Czesc, temat będzie długi.. ale liczę na pomoc.
Poroniłam 17 kwietnia w 6 tygodniu ciąży. Poronienie bez zabiegu, preparatem misoprostol. Po 6 tygodniach normalnie dostałam pierwszy okres. I od tamtego czasu ciągle mam jakieś problemy.. bez przerwy jak nie torbiel czynnościowa na jednym jajniku to na drugim, trądzik jakiego nigdy nie miałam (czoło, broda, policzki i szyja) nieregularne miesiączki, oraz brak owulacji.. bądź bardzo szybkie niespodziewane pęknięcie pęcherzyka. W lipcu śledziłam cykl z lekarzem. Co 2 dzień chodziłam na USG, i nic się nie działo. Po kolejnych 2 dniach nagle się okazało że do owulacji już doszło bo lekarz widział płyn w zatoce Douglasa..i znów się nie udało . Organizm przygotowuje się do owulacji, mam wszystkie objawy ale z jakiegoś powodu do niej nie dochodzi.Mój cykl trwa 24 dni, i od początku zastanawiam się czy tutaj nie leży problem, w lipcu owulację miałam dopiero w 17dc. Ginekolog do którego chodzę każe brać luteinę co cykl, ale pomimo przyjmowania jej miesiączka potrafi się przebić. Nie zlecił mi żadnych badań, zapytałam czy nie należy najpierw śledzić progesteronu żeby ocenić czy potrzebuje luteinę, ale on twierdzi że tak się robi po poronieniu. Powiem szczerze nie ufam mu.. zastanawiam się nad jakimś innym ginekologiem, nad badaniami, czy udać się do lekarza od niepłodności?
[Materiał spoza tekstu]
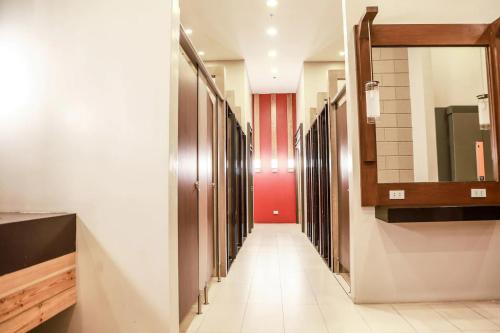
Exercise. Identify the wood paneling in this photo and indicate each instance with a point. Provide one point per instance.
(429, 35)
(435, 214)
(250, 191)
(33, 295)
(187, 191)
(236, 186)
(39, 314)
(343, 189)
(211, 190)
(424, 194)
Nie bardzo wiem co mam z tym zrobić.. boje się że to już tak zostanie, że nigdy nie uda mi się zajść ponownie w ciążę. Każdy kolejny miesiąc boli mnie coraz bardziej, a jak słyszę słowa lekarza"Pani przestanie o tym myśleć to się uda" szlak mnie trafia. Być może któraś z was może mi coś doradzić, do kogo się udać

Dodam że robiłam badania w kierunku trombofili po poronieniu i mam mutacje Pai-1 oraz MTHFR obie. Biorę acard 75 mg, a w ciąży lekarz powiedział że heparyna.